“Bu suça ortak olmayacağız” bildirisine destek açıklaması yaptıkları gerekçesiyle tutuklanan 4 akademisyenin tahliyelerine karar veren mahkeme, davanın durdurularak dosyanın Adalet Bakanlığı’na gönderilmesini kararlaştırdı.
İstanbul 13’üncü Ağır Ceza Mahkemesi’nde saat 14.00 sıralarında sanık başlayan duruşmada, tutuklu 4 akademisyeni 100’ü aşkın avukat temsil etti. Duruşmada savunma yapan akademisyenler Muzaffer Kaya, ,Esra Mungan, Kıvanç Ersoy ve Meral Camcı, tahliye ve beraat talebinde bulundular.

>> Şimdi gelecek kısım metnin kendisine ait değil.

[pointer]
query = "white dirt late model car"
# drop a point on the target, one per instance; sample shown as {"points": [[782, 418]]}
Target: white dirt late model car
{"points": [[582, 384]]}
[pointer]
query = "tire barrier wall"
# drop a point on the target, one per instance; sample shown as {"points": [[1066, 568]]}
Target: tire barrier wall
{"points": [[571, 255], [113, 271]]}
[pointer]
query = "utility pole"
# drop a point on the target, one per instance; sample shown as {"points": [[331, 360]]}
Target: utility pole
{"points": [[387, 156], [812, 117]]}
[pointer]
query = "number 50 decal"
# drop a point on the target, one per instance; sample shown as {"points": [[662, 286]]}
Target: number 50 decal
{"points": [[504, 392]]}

Sanıkların ifadelerinin ardından görüşü sorulan duruşma savcısı, akademisyenlerin tahliyesini ve dosya hakkında durma kararı verilerek Adalet Bakanlığı’na gönderilmesini istedi. Savcı mütalaa verdikten sonra söz alan sanık avukatları müvekkillerinin eylemlerinin suç olmadığını savunarak, tahliye ve beraatlarını istedi.
İLK DURUŞMADA TAHLİYE
Ara kararını açıklayan mahkeme heyeti, savunmalarının alınmış oluşu, dosya kapsamı, mevcut delillerin toplanmış olması, tutuklulukta geçen sürelerini dikkate alarak sanıkların tahliyelerine hükmetti. Mahkeme, sanıklar hakkında herhangi bir adli kontrol tedbiri uygulamadı.
DAVA DURDURULDU
Sanıklar atılı suçun vasıf ve mahiyetinin değişerek TCK’nın 301. Maddesinde belirtilen suçu (Türk milletini, Türkiye Cumhuriyeti Devletini, devletin kurum ve organlarını aşağılama) oluşturması ihtimalini değerlendirdi. Mahkeme, söz konusu suçun Adalet Bakanlığı’nın iznine tabii olması nedeniyle davanın durdurularak dosyanın Adalet Bakanlığı’na yollanmak üzere Cumhuriyet Başsavcılığına gönderilmesine karar verdi. Duruşma 27 Eylül 2016 tarihine ertelendi.
Duruşmayı izleyen grup tarafından kararın ardından adliye önünde yapılan açıklamada, “Mutluluğumuzun tarifi yok, onlara kavuşacağımız ve barış yolumuzda birlikte yürümeye devam edeceğimiz için çok heyecanlıyız. Barış için akademisyenler imzacıları hakkında açılmış tüm idari ve adli soruşturmaların düşürülmesi gerekmektedir. Talebimiz budur, mücadelemizin bir yanı da bu yönde olacaktır” denildi.